Let’s take a look at the correlation heatmap, adding lags columns to the dataset to catch the series that are correlated but with some shift.
[14]:
from etna.transforms import LagTransform
[15]:
lags = LagTransform(in_column="target", lags=[1,7], out_column="lag")
ts.fit_transform([lags])
[16]:
plot_correlation_matrix(ts, segments=["segment_a","segment_b"], method="spearman", vmin=0.5, vmax=1)
2.5 Distribution¶
Distribution of z-values grouped by segments and time frequency. Using this plot, you can monitor the data drifts over time.
Let’s compare the distributions over each year in the dataset
[17]:
distribution_plot(ts, freq="1Y")
3. Outliers¶
Visually, all the time series contain outliers - abnormal spikes on the plot. Their presence might cause the reduce in predictions quality.
[18]:
ts.plot()
In our library, we provide two methods for outliers detection. In addition, you can easily visualize the detected outliers using plot_anomalies
[19]:
from etna.analysis.outliers import get_anomalies_median, get_anomalies_density
from etna.analysis import plot_anomalies
3.1 Median method¶
To obtain the point outliers using the median method we need to specify the window for fitting the median model.
[20]:
anomaly_dict = get_anomalies_median(ts, window_size=100)

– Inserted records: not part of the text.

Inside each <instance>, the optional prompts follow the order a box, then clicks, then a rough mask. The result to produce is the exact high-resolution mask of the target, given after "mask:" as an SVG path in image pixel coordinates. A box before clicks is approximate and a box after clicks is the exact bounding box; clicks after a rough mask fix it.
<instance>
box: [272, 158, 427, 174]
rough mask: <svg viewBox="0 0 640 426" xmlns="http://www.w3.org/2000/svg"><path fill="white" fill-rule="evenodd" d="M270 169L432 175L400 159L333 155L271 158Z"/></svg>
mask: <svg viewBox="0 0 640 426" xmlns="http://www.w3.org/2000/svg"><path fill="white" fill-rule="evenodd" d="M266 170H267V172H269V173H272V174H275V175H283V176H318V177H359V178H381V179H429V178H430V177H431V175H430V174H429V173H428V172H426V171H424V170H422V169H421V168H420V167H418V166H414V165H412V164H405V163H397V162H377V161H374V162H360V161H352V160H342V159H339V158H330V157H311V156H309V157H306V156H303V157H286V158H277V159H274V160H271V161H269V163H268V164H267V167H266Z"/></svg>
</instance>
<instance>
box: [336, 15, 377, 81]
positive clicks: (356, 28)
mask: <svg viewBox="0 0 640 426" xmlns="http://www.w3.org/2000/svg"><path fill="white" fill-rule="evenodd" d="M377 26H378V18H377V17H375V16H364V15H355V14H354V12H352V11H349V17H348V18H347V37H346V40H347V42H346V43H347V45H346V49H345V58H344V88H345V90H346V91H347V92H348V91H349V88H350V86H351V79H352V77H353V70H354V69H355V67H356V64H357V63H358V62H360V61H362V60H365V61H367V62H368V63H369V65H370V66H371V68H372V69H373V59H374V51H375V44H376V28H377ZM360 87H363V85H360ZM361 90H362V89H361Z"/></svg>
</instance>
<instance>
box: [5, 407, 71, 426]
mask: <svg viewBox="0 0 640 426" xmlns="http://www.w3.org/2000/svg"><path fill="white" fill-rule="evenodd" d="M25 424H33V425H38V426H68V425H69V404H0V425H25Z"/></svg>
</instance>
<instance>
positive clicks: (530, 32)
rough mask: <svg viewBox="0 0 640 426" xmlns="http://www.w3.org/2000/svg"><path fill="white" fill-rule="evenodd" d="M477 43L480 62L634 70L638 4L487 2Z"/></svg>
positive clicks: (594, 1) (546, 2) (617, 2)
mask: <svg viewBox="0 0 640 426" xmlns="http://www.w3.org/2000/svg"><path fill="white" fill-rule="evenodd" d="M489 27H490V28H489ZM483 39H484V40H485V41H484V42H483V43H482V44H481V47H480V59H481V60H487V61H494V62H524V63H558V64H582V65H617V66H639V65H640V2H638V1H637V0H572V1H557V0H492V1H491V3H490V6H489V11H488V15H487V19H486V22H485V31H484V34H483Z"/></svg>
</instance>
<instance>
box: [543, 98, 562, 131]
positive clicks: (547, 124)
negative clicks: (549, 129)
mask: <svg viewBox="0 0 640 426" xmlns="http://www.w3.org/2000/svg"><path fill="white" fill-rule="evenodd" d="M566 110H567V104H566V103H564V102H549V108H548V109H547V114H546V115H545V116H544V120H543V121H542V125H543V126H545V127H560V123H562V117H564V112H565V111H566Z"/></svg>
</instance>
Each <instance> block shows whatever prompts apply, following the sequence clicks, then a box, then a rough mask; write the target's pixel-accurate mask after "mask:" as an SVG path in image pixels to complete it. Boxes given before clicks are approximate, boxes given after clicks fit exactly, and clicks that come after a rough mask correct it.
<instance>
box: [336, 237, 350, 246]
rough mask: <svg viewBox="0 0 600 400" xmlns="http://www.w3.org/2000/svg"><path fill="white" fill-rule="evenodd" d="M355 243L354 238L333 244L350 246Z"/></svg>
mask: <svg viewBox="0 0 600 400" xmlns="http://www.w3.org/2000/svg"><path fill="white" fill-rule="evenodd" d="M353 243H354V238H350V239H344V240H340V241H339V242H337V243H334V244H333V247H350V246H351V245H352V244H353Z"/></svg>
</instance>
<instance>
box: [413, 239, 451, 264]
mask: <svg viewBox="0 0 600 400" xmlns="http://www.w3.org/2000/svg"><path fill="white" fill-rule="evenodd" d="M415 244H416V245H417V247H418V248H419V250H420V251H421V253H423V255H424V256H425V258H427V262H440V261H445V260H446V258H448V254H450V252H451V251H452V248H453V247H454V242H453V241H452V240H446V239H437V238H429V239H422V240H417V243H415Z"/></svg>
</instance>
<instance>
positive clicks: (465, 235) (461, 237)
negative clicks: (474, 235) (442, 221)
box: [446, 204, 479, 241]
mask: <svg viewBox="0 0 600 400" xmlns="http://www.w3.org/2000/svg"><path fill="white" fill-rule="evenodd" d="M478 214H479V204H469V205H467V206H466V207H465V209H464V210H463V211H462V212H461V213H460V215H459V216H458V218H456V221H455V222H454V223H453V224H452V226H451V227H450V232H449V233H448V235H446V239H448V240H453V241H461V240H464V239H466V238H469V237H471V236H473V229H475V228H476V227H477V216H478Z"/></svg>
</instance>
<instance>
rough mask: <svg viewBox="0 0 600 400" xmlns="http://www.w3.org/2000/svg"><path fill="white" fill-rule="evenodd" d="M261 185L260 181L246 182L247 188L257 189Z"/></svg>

plot_anomalies(ts, anomaly_dict)
3.2 Density method¶
It is a distance-based method for outliers detection. Don’t rely on default parameters)
[21]:
anomaly_dict = get_anomalies_density(ts)
plot_anomalies(ts, anomaly_dict)
The best practice here is to specify the method parameters for your data
[22]:
anomaly_dict = get_anomalies_density(ts, window_size=18, distance_coef=1, n_neighbors=4)
plot_anomalies(ts, anomaly_dict)
That’s all for this notebook. More features for time series analysis you can find in our documentation.